Mon énigme du jour : pourquoi y a-t-il deux portraits de la cantatrice sénégalaise Yandé Codou Sene au Fespaco en même temps ?
Ma deuxième question, que j’adresse cette fois aux organisateurs : comment peut-on voir, (si l’on n’a pas pu se rendre à projection car le taxi est tombé en panne avenue du Travail, près du marché, parce que la palabre a trop duré, parce que le paludisme a trop frappé…), le film documentaire dont beaucoup parlent, de Jihan Tahri sur l’ANC (« behind the rainbow ») pour avoir une vision plus complète de l’évolution de ce pays incontournable cette année au Fespaco. Je pourrai alors tenter d’en dresser le portrait imaginaire, entre « Nothing but the truth », un film qui a le mérite de montrer comment la majorité silencieuse continue à évoluer et faire le deuil de son héroïsme, quinze ans après la fin de l’apartheid, complété en ombre et lumière par « Jérusalema », un scarface sud-africain qui dresse un portrait terrifiant de la Johannesburg des années 2000 (il faut pas avoir honte d’aimer les bad boyz et la violence au cinéma, j’ai trouvé que Ralph Ziman le faisait merveilleusement bien et une copine nigériane m’a confié que c’était pour elle le meilleur film du Fespaco), et enfin, le terrifiant « triomph » de Michael Raeburn (ah, oui, pour les liens familiaux, Michael Raeburn a bien caractérisé sa famille de « white trash » : la mère couche avec son fils, qui n’est pas le fils de son père, avec qui elle vit, mais de son frère, qui vit également dans la maison… le pitch est clair ?).
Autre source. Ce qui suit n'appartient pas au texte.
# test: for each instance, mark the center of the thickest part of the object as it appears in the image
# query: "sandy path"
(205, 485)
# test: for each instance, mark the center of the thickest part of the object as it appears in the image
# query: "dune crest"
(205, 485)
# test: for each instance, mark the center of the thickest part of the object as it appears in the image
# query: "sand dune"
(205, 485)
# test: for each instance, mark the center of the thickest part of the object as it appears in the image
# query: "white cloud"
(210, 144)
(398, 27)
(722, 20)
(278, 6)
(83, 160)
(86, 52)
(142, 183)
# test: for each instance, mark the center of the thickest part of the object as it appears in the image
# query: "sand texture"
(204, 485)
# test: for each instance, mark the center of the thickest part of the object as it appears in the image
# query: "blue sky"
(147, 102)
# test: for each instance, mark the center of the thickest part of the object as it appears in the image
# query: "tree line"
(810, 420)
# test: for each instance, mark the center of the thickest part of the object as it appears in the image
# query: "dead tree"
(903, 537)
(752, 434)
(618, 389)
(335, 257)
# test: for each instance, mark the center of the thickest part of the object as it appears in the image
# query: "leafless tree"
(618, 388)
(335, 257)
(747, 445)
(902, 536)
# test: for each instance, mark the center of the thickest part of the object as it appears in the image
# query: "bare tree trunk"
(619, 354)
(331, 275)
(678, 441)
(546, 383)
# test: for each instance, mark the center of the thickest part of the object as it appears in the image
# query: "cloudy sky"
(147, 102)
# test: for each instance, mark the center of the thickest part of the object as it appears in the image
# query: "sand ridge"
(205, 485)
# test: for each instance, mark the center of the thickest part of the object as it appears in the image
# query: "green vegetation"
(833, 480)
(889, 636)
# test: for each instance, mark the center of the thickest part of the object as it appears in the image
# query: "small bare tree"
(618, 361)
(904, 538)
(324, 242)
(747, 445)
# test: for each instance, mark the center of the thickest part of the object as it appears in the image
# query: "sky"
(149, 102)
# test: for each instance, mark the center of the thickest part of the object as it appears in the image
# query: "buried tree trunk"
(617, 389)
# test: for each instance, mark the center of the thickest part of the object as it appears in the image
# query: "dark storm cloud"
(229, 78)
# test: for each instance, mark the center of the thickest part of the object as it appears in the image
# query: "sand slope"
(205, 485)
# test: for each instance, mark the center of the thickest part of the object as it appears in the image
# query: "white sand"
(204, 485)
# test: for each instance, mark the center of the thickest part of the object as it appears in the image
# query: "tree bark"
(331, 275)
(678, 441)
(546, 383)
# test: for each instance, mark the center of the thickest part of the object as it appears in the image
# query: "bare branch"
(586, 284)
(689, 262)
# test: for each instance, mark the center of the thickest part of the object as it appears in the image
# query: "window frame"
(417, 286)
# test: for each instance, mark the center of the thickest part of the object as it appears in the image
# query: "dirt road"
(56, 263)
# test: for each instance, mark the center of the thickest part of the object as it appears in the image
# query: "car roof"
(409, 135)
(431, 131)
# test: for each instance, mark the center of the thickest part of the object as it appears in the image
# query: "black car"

Pourquoi les documentaires ne sont-ils visibles qu’une fois ? Pourquoi n’y a-t-il pas de programme disponible ? Pourquoi le côté doc n’est-il pas présent cette année ? Pourquoi n’y a-t-il pas moyen de consulter les films en dvd, au moins pour la presse ? Pourquoi les journalistes se sentent-ils un peu abandonnés dans ce festival ? Et puis allons-y… (Je me fais ici encore le relais du public ouagalais rencontré au gré de mes périgrinations cinéphiliques) Pourquoi ne voit-on pas les films du Fespaco en dvd ou dans les ciné-clubs ? Même si, chaque année, beaucoup de conférences fatiguent les salives fatiguées des professionnels, il fait chaud en plus. Personne ou presque n’a vu Ezra, le film primé de l’étalon du Yennenga en 2007. Ne m’en voulez pas pour le mélange des genres, j’ai vu trop d’images en très peu de temps.